While it is disappointing that the ambassador will not be lending Israeli support to an organization which, despite its center-left tendencies, is still very much pro-Israel, the decision is a safe one for a few reasons.
1) Legitimizing J Street would anger the right wing base in Israel supporting the Netanyahu government. After finally consolidating a constituency in the wake of the Obama settlement fiasco, Netanyahu would be foolish to give that up. And even moderate Israelis are not huge fans of either J Street or the Obama administration.
2) On balance, Oren's attendance would probably be seen as more negative than positive in the American Jewish community. As influential as J Street may be politically, AIPAC, the Conference of Presidents, the ZOA, and other groups still represent a huge constituency in the U.S. Traditional right-wing support for Israel is especially critical to Netanyahu now as he fights a crusade against the fallout from the Goldstone report in the international community. At a time when J Street has more influence over the administration than the ZOA, reassurance and support of these traditional groups from the Israeli government is important.
3) All other considerations aside, J Street represents an organization which, while not anti-Israel, stands against several policies of the current Israeli government. Just as an American ambassador for President Obama would be highly unlikely to speak for an "Israelis for Overturning Roe v. Wade" conference, it is not at all unreasonable that the Israeli government would avoid an organization which very publicly opposes its policies.
Unfortunately, there's a difference between knowing why the decision is a good one and knowing the actual factors that went into making it.
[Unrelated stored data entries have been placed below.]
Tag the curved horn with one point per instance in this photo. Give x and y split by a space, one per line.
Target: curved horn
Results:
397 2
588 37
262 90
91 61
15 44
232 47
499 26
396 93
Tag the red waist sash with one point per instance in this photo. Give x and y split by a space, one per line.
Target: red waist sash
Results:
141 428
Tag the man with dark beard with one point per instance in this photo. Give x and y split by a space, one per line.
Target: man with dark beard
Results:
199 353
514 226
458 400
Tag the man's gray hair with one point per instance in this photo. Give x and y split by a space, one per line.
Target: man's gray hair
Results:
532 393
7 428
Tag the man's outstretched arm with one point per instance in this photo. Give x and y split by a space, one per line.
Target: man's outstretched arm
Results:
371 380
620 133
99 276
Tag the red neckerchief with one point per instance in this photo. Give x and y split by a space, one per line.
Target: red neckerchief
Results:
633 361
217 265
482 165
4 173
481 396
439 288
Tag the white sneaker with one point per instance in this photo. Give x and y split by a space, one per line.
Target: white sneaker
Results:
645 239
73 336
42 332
While I can speculate that #3 accounted for the vast majority of the ultimate decision, insight into the Israeli decision-making process is hard to come by these days (though evidently would-be spies for the Mossad are not). It would also be interesting to see if Oren would have gone but was held back by the government (he has appeared at several Arab and Muslim events in the DC area). Regardless, this is likely to be only the opening round of a long battle between J Street and the Netanyahu administration, and one which is likely to have a significant, and positive, effect on the US-Israel relationship.
And all of this will not detract from the fact that the J Street conference this weekend will be an important and historic event which is likely lend an unprecedented voice to those who believe in moderate and pragmatic solutions to the Israeli-Arab conflict. I, for one, will see you there.